Given the overall clinicopathologic history, the differential diagnosis using the 2008 WHO classification was: 1) myeloproliferative/myelodysplastic neoplasm, unclassifiable; 2) therapy-related myeloproliferative/myelodysplastic neoplasm with acquisition of the Philadelphia (Ph) chromosome as a clonal evolution event; and 3) CML and concurrent CMML.

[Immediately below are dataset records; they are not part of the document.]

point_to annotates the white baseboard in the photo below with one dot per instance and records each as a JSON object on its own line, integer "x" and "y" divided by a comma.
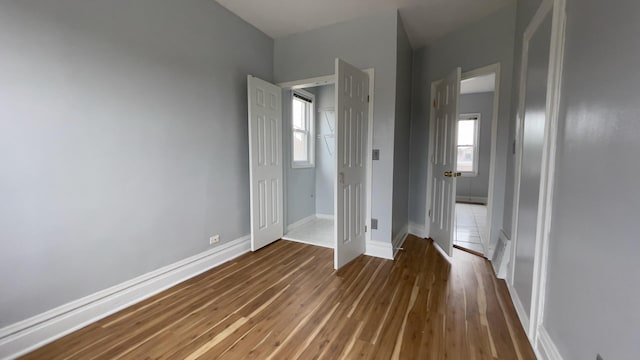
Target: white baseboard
{"x": 522, "y": 313}
{"x": 399, "y": 239}
{"x": 472, "y": 199}
{"x": 27, "y": 335}
{"x": 379, "y": 249}
{"x": 417, "y": 230}
{"x": 300, "y": 222}
{"x": 547, "y": 349}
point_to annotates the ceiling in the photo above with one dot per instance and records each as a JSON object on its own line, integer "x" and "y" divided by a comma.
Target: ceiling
{"x": 478, "y": 84}
{"x": 424, "y": 20}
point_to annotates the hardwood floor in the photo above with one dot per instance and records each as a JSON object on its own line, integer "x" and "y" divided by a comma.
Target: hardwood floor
{"x": 286, "y": 302}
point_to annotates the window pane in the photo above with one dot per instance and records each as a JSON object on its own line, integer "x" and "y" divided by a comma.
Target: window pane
{"x": 299, "y": 114}
{"x": 465, "y": 159}
{"x": 466, "y": 132}
{"x": 300, "y": 146}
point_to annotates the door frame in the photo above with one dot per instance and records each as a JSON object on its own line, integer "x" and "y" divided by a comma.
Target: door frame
{"x": 485, "y": 70}
{"x": 328, "y": 80}
{"x": 533, "y": 322}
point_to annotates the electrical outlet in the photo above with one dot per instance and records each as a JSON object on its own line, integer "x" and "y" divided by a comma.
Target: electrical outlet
{"x": 214, "y": 239}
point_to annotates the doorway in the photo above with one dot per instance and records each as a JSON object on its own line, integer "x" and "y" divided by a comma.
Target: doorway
{"x": 283, "y": 194}
{"x": 473, "y": 149}
{"x": 309, "y": 144}
{"x": 472, "y": 169}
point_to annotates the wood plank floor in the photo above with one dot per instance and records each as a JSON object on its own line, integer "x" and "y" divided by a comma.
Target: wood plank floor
{"x": 286, "y": 302}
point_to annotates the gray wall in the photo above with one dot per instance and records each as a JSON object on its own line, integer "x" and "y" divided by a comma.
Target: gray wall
{"x": 401, "y": 134}
{"x": 485, "y": 42}
{"x": 300, "y": 183}
{"x": 366, "y": 43}
{"x": 123, "y": 141}
{"x": 325, "y": 160}
{"x": 482, "y": 103}
{"x": 592, "y": 294}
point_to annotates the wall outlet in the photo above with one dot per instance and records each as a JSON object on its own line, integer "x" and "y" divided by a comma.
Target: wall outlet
{"x": 214, "y": 239}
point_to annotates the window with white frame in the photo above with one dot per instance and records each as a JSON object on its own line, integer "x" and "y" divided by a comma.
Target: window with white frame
{"x": 302, "y": 129}
{"x": 468, "y": 126}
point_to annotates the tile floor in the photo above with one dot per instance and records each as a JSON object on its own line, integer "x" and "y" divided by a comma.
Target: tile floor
{"x": 317, "y": 232}
{"x": 470, "y": 226}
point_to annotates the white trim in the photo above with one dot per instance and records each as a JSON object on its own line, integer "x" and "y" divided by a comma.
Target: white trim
{"x": 472, "y": 199}
{"x": 379, "y": 249}
{"x": 301, "y": 222}
{"x": 545, "y": 201}
{"x": 399, "y": 239}
{"x": 417, "y": 230}
{"x": 309, "y": 82}
{"x": 547, "y": 349}
{"x": 27, "y": 335}
{"x": 520, "y": 310}
{"x": 489, "y": 69}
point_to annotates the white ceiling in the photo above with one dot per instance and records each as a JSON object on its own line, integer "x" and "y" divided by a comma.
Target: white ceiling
{"x": 424, "y": 20}
{"x": 485, "y": 83}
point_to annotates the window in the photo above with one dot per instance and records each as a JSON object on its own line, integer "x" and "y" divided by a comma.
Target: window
{"x": 468, "y": 144}
{"x": 302, "y": 129}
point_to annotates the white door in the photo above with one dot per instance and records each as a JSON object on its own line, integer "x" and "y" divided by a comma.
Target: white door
{"x": 265, "y": 161}
{"x": 443, "y": 184}
{"x": 352, "y": 105}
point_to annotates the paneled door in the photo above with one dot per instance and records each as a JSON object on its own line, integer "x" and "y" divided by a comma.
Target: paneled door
{"x": 265, "y": 162}
{"x": 352, "y": 107}
{"x": 443, "y": 184}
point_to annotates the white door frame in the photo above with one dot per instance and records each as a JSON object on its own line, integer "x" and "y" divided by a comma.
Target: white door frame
{"x": 485, "y": 70}
{"x": 328, "y": 80}
{"x": 533, "y": 322}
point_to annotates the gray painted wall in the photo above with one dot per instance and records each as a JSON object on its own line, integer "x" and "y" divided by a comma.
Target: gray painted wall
{"x": 489, "y": 40}
{"x": 401, "y": 133}
{"x": 123, "y": 141}
{"x": 366, "y": 43}
{"x": 325, "y": 148}
{"x": 482, "y": 103}
{"x": 300, "y": 183}
{"x": 592, "y": 294}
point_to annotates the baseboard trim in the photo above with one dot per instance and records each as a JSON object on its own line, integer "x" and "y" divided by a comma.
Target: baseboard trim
{"x": 379, "y": 249}
{"x": 27, "y": 335}
{"x": 546, "y": 347}
{"x": 472, "y": 199}
{"x": 300, "y": 222}
{"x": 522, "y": 313}
{"x": 417, "y": 230}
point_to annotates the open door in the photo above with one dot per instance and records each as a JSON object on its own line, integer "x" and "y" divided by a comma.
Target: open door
{"x": 443, "y": 185}
{"x": 265, "y": 162}
{"x": 352, "y": 107}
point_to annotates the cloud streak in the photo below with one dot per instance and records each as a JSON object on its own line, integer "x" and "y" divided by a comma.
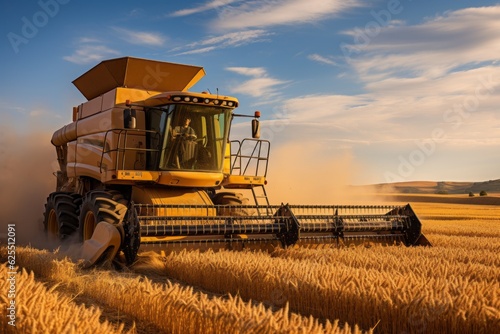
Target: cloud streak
{"x": 259, "y": 14}
{"x": 140, "y": 37}
{"x": 90, "y": 51}
{"x": 211, "y": 5}
{"x": 260, "y": 84}
{"x": 233, "y": 39}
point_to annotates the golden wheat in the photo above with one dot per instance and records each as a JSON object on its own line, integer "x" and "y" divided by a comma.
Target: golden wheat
{"x": 449, "y": 287}
{"x": 171, "y": 307}
{"x": 42, "y": 310}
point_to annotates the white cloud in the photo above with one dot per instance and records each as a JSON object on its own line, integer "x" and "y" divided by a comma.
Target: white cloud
{"x": 90, "y": 53}
{"x": 233, "y": 39}
{"x": 261, "y": 85}
{"x": 140, "y": 37}
{"x": 249, "y": 71}
{"x": 214, "y": 4}
{"x": 431, "y": 49}
{"x": 320, "y": 59}
{"x": 279, "y": 12}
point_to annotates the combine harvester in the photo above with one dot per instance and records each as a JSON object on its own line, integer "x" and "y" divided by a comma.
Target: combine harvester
{"x": 147, "y": 162}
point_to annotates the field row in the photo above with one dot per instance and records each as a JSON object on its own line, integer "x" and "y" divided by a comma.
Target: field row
{"x": 33, "y": 299}
{"x": 169, "y": 307}
{"x": 397, "y": 290}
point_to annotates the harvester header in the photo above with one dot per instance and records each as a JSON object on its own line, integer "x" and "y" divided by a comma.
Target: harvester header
{"x": 147, "y": 162}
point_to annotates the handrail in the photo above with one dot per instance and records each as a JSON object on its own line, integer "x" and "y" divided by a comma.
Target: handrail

Results of conventional cytogenetic, FISH, and BCR-ABL1 molecular studies were integral in establishing an unequivocal diagnosis of CML, accelerated phase. Furthermore, this case shows many clinicopathologic features that are unusual for CML but support a diagnosis of CMML, including persistent monocytosis, granulocytic dysplasia, and the presence of an NRAS mutation. Hence, the patient was considered to have two separate diseases, CML and CMML, and was started on nilotinib and decitabine. After five months, nilotinib was discontinued owing to pancytopenia. Follow-up peripheral blood, bone marrow, cytogenetic, and molecular findings from February 2013 are shown in Table 1. To date, the patient has been receiving maintenance therapy with decitabine and is being monitored for persistent anemia and thrombocytopenia.
Discussion
Myeloproliferative neoplasms are characterized by the clonal proliferation of one or more of the myeloid lineages and typically occur in patients in the fifth to seventh decades of life. MDS/MPN include clonal myeloid neoplasms that pre-sent with morphologic findings consistent with MPN as well as dysplastic features that support a diagnosis of MDS. There is frequent morphologic overlap between these distinct neoplasms. Thus, a comprehensive clinical, morphologic, and molecular genetic evaluation should always be performed to facilitate accurate classification, appropriate treatment, and subsequent monitoring of minimal residual disease.
CMML is a clonal hematopoietic neoplasm with both myeloproliferative and myelodysplastic features. It is characterized by 1) persistent monocytosis (>1×109/L) in the peripheral blood; 2) absence of a Ph chromosome and BCR-ABL1 fusion gene; 3) no rearrangement of PDGFRA or PDGFRB; 4) fewer than 20 percent blasts in the peripheral blood and bone marrow; and 5) dysplasia involving one or more myeloid lineages. CMML can be diagnosed in the absence of convincing myelodysplasia if all other requirements are met and an acquired, clonal cytogenetic, or molecular genetic abnormality is present. A CMML diagnosis can also be made if monocytosis persists for at least three months and all other causes of monocytosis have been excluded. Although clonal cytogenetic abnormalities are found in 20 percent to 40 percent of patients with CMML, none are specific or diagnostic. Up to 40 percent of cases exhibit RAS point mutations at diagnosis or during the disease course. Thus, molecular testing for ABL1, PDGFRA, PDGFRB, and RAS mutations is important.